Guidance from the CDC and the Department of Health must still be followed, Wolf said.
The green phase still includes some restrictions. Building capacities in places like restaurants will be limited.
Gyms and restaurants, for example, will be at 50 percent capacity. Visitations in certain areas like nursing homes and prisons can be restricted as well. There still won’t be large events like concerts and public sporting events.
Friday’s announcement comes more than two months after the state began its lockdown in response to the COVID-19 pandemic.
With another 866 cases announced Friday, the state has a total of 66,258 confirmed cases. The number of new daily cases has dropped noticeably since 1,295 were announced on May 10.
From April 21 to May 10, a span of 19 days, the state topped 1,000 new cases 15 times. Inthe eleven days since, it hasn’t had a single day with 1,000 cases.
On Friday, Wolf’s office announced a few other COVID-19-related policies.
The office announced summer camps and programs would be able to operate under department of health guidelines.
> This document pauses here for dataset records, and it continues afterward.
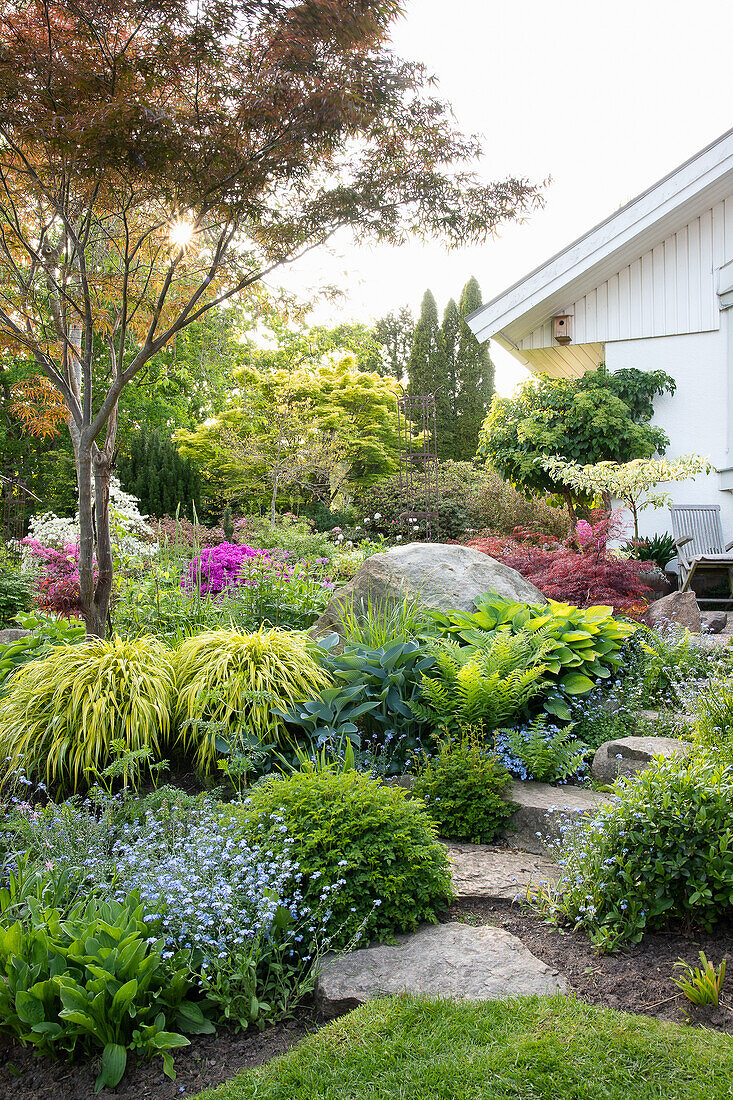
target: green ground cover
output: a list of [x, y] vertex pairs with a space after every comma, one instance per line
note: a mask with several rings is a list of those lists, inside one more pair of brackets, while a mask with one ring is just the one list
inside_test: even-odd
[[723, 1100], [733, 1038], [564, 997], [373, 1001], [198, 1100]]

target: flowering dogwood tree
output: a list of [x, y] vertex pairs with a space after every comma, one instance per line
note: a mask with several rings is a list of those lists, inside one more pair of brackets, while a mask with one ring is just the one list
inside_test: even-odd
[[[656, 485], [687, 481], [697, 474], [710, 473], [709, 459], [685, 454], [679, 459], [634, 459], [632, 462], [597, 462], [581, 466], [553, 455], [541, 460], [541, 466], [557, 482], [576, 493], [615, 497], [628, 508], [634, 519], [634, 538], [638, 538], [638, 514], [644, 508], [664, 508], [671, 504], [669, 493], [652, 492]], [[579, 525], [578, 525], [579, 526]]]

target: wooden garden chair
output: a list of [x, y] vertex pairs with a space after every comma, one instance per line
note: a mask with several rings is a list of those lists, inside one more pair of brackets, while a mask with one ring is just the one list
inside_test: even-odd
[[670, 509], [672, 535], [679, 561], [680, 592], [691, 587], [700, 571], [725, 573], [731, 595], [726, 600], [702, 598], [709, 604], [730, 604], [733, 600], [733, 540], [723, 542], [719, 504], [674, 505]]

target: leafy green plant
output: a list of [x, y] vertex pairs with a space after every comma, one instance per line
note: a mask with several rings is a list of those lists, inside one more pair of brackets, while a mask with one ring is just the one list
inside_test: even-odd
[[588, 746], [572, 736], [573, 726], [548, 726], [539, 715], [525, 729], [504, 733], [506, 749], [524, 765], [527, 777], [540, 783], [558, 783], [577, 776], [586, 766]]
[[438, 676], [423, 675], [413, 713], [434, 729], [499, 729], [540, 691], [545, 642], [537, 634], [495, 634], [480, 646], [444, 638], [433, 647]]
[[691, 681], [733, 672], [730, 654], [676, 626], [665, 630], [641, 627], [637, 641], [643, 658], [639, 694], [646, 706], [680, 707]]
[[725, 980], [725, 959], [715, 966], [700, 952], [700, 966], [691, 967], [685, 959], [678, 959], [676, 967], [683, 970], [683, 977], [672, 978], [692, 1004], [720, 1004], [720, 994]]
[[434, 757], [417, 762], [413, 794], [423, 799], [445, 837], [490, 844], [516, 806], [506, 799], [508, 772], [480, 732], [445, 737]]
[[53, 615], [17, 615], [15, 623], [31, 632], [17, 641], [0, 645], [0, 692], [7, 686], [17, 668], [43, 657], [54, 646], [81, 641], [85, 629], [81, 623], [56, 618]]
[[376, 698], [364, 700], [364, 686], [352, 683], [348, 686], [326, 688], [318, 698], [308, 700], [289, 711], [273, 707], [273, 713], [288, 724], [303, 730], [311, 743], [324, 740], [340, 740], [348, 736], [359, 744], [359, 726], [357, 721], [375, 711], [380, 702]]
[[626, 543], [626, 550], [638, 561], [653, 561], [659, 569], [665, 570], [670, 561], [677, 557], [677, 543], [667, 531], [664, 535], [645, 536]]
[[[149, 746], [157, 759], [171, 732], [174, 670], [154, 638], [58, 646], [17, 670], [0, 700], [0, 754], [11, 769], [76, 790], [90, 769]], [[127, 782], [129, 777], [124, 776]]]
[[733, 771], [656, 760], [615, 784], [612, 802], [566, 831], [550, 913], [601, 950], [685, 921], [710, 931], [733, 899]]
[[495, 593], [474, 601], [477, 610], [430, 612], [431, 630], [462, 645], [481, 646], [497, 632], [541, 631], [546, 641], [546, 674], [555, 690], [543, 705], [564, 721], [571, 717], [569, 700], [587, 695], [621, 663], [620, 650], [636, 626], [621, 623], [606, 606], [578, 608], [548, 600], [523, 604]]
[[0, 891], [0, 1022], [46, 1053], [101, 1052], [97, 1092], [119, 1084], [129, 1050], [160, 1054], [174, 1078], [171, 1050], [189, 1044], [182, 1032], [214, 1031], [186, 1000], [187, 955], [163, 960], [134, 895], [91, 898], [67, 914], [31, 902], [12, 924], [7, 901]]
[[425, 626], [426, 613], [416, 598], [403, 601], [366, 600], [354, 607], [353, 602], [340, 604], [339, 631], [347, 645], [368, 649], [386, 649], [402, 641], [414, 640]]
[[229, 812], [245, 829], [262, 829], [275, 854], [292, 838], [287, 851], [304, 876], [306, 903], [336, 888], [328, 923], [335, 944], [357, 931], [384, 939], [435, 922], [450, 893], [446, 849], [425, 807], [362, 772], [327, 766], [270, 777]]
[[[175, 712], [184, 747], [201, 771], [237, 746], [238, 730], [260, 740], [285, 734], [281, 711], [313, 698], [330, 684], [306, 635], [260, 629], [253, 634], [211, 630], [187, 638], [175, 654]], [[205, 723], [222, 723], [216, 736]]]

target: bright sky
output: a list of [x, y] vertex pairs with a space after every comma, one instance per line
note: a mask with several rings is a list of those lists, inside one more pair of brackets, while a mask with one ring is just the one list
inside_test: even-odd
[[[303, 261], [297, 289], [339, 286], [331, 320], [417, 314], [426, 287], [442, 310], [471, 275], [489, 300], [733, 127], [731, 42], [731, 0], [406, 0], [396, 52], [423, 61], [458, 125], [483, 135], [485, 178], [551, 176], [546, 207], [456, 252], [344, 241]], [[511, 393], [524, 370], [492, 355]]]

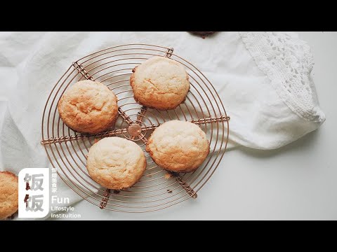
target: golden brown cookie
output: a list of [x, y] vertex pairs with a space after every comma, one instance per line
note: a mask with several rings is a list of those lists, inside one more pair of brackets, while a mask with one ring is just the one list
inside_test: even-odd
[[140, 147], [120, 137], [107, 137], [91, 146], [86, 168], [91, 178], [109, 189], [133, 186], [143, 176], [146, 159]]
[[9, 172], [0, 172], [0, 220], [14, 214], [18, 209], [18, 177]]
[[153, 57], [133, 69], [130, 85], [135, 99], [161, 110], [175, 108], [190, 90], [188, 75], [181, 64], [164, 57]]
[[190, 122], [171, 120], [154, 130], [146, 150], [164, 169], [190, 172], [205, 160], [209, 146], [205, 132], [199, 126]]
[[117, 98], [100, 82], [81, 80], [66, 90], [58, 109], [61, 119], [71, 129], [95, 134], [106, 130], [116, 120]]

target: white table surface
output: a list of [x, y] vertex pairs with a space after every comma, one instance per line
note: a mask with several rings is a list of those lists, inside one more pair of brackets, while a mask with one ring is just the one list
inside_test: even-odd
[[147, 214], [100, 210], [81, 201], [72, 213], [82, 220], [337, 220], [337, 33], [299, 33], [315, 56], [326, 115], [320, 129], [281, 149], [226, 153], [197, 200]]

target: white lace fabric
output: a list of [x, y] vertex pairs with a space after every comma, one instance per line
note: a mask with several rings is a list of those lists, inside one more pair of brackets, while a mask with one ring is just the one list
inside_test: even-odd
[[300, 118], [322, 123], [311, 78], [312, 54], [306, 42], [284, 32], [240, 32], [246, 48], [279, 97]]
Wolf was pressed about why his office has changed policies while dealing with the pandemic. The state changed its policies based on the more it learned about the virus.
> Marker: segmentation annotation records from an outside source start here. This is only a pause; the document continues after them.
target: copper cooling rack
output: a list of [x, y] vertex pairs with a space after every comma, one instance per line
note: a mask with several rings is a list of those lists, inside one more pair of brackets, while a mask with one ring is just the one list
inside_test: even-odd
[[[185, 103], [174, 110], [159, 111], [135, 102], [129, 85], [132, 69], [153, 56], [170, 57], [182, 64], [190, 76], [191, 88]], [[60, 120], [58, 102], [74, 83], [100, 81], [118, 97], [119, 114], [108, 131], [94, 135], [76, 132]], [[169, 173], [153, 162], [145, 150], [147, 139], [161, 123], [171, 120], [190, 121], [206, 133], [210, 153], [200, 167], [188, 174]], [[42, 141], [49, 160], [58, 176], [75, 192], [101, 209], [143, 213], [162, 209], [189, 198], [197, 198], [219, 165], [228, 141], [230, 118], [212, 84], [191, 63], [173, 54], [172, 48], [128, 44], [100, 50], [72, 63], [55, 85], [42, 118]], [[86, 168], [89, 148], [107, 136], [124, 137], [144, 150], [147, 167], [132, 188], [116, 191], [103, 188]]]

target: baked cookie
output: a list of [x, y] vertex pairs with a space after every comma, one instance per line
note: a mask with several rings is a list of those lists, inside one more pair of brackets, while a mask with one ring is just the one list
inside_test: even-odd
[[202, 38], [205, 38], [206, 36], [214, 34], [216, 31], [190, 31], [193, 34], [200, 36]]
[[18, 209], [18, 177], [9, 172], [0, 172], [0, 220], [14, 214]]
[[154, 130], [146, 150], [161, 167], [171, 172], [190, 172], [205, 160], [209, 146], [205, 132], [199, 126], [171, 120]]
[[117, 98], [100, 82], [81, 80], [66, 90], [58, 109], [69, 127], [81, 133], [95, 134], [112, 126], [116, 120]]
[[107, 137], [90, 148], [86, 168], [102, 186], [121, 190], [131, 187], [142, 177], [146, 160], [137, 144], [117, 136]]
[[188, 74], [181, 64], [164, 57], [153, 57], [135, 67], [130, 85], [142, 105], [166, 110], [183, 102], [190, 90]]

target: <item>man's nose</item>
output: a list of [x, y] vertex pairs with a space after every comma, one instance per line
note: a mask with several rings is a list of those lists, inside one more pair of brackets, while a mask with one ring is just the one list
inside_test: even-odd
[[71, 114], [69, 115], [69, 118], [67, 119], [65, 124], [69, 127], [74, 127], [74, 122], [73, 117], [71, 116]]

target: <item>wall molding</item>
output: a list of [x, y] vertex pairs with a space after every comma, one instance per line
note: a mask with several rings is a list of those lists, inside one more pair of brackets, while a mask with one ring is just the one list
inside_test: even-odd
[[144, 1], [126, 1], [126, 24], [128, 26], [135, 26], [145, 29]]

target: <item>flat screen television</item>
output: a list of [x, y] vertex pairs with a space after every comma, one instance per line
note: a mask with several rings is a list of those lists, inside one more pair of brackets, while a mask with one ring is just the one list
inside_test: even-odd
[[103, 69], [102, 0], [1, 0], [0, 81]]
Since then, the state hasn’t had a single day with 1,000 new cases. Contrast that with the number of new cases from April 21 to May 10, when more than new cases 1,000 cases
“We know more now than we did two months ago, or three weeks ago,” he said. “We can do things, we know things, we have models in place, we have worked with other states, other governors, other health care professionals. There has been a single-minded focus on keeping people safe … That has not changed and it won’t change.”
Wolf was asked about comments President Donald Trump made Friday, pressuring states to open up churches.
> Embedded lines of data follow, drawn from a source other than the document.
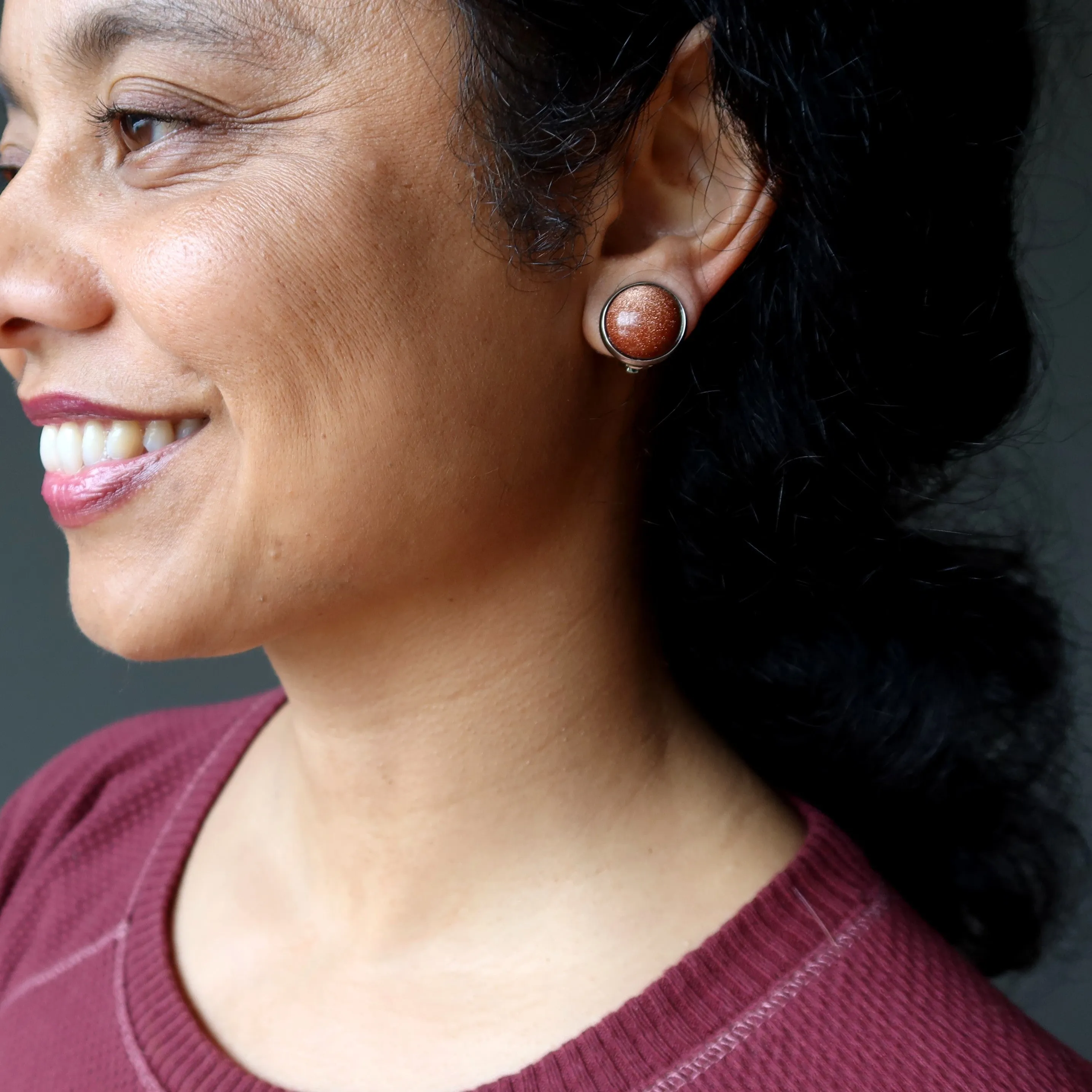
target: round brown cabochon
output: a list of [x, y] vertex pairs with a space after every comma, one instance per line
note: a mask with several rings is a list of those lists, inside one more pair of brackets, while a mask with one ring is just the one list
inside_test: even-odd
[[682, 329], [678, 300], [654, 284], [634, 284], [610, 301], [603, 325], [610, 344], [631, 360], [669, 353]]

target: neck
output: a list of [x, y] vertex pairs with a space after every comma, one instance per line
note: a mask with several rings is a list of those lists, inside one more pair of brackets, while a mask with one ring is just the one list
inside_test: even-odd
[[597, 553], [551, 544], [268, 649], [289, 698], [268, 769], [311, 890], [356, 906], [427, 885], [436, 905], [447, 877], [465, 898], [467, 874], [604, 844], [650, 791], [695, 722], [636, 580]]

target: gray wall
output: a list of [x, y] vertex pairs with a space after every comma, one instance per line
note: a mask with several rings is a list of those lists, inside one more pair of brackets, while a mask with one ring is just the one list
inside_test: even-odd
[[[1060, 36], [1070, 48], [1056, 50], [1054, 90], [1028, 171], [1025, 269], [1053, 363], [1021, 442], [1010, 452], [1016, 473], [1006, 503], [1030, 511], [1040, 529], [1044, 561], [1070, 617], [1081, 733], [1092, 740], [1092, 80], [1083, 75], [1092, 71], [1092, 50], [1079, 45], [1083, 26], [1092, 23], [1092, 0], [1072, 7], [1073, 22]], [[94, 648], [69, 613], [64, 542], [38, 497], [37, 431], [7, 394], [0, 397], [0, 799], [102, 724], [274, 685], [258, 652], [149, 665]], [[1087, 765], [1080, 776], [1082, 818], [1092, 832]], [[1002, 985], [1092, 1058], [1090, 918], [1092, 902], [1035, 971]]]

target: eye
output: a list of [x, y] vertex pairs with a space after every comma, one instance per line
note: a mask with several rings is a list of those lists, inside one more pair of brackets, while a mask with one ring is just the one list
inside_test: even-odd
[[118, 114], [115, 127], [121, 142], [130, 152], [151, 147], [165, 136], [178, 132], [186, 122], [175, 118], [156, 118], [147, 114]]

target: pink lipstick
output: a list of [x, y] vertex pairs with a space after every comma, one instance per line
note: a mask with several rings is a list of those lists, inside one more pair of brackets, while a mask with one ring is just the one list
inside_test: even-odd
[[54, 521], [62, 527], [85, 527], [123, 503], [169, 462], [182, 441], [135, 459], [97, 463], [79, 474], [47, 471], [41, 497]]
[[86, 526], [129, 499], [206, 424], [67, 393], [28, 399], [23, 411], [41, 427], [41, 496], [62, 527]]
“Some governors have deemed liquor stores and abortion clinics essential, but have left out churches,” Trump said. “That’s not right.”
Pennsylvania, as Wolf pointed out, closed its liquor stores.
“We never closed religious organizations,” Wolf said, pointing out that religious leaders might close on their own for the safety of their members.
With the Memorial Day weekend here, the governor was asked about beaches in Maryland, New Jersey and Delaware opening up this weekend.
“Personally, I’m not going to the beach,” he said. “I’m staying home in York County.”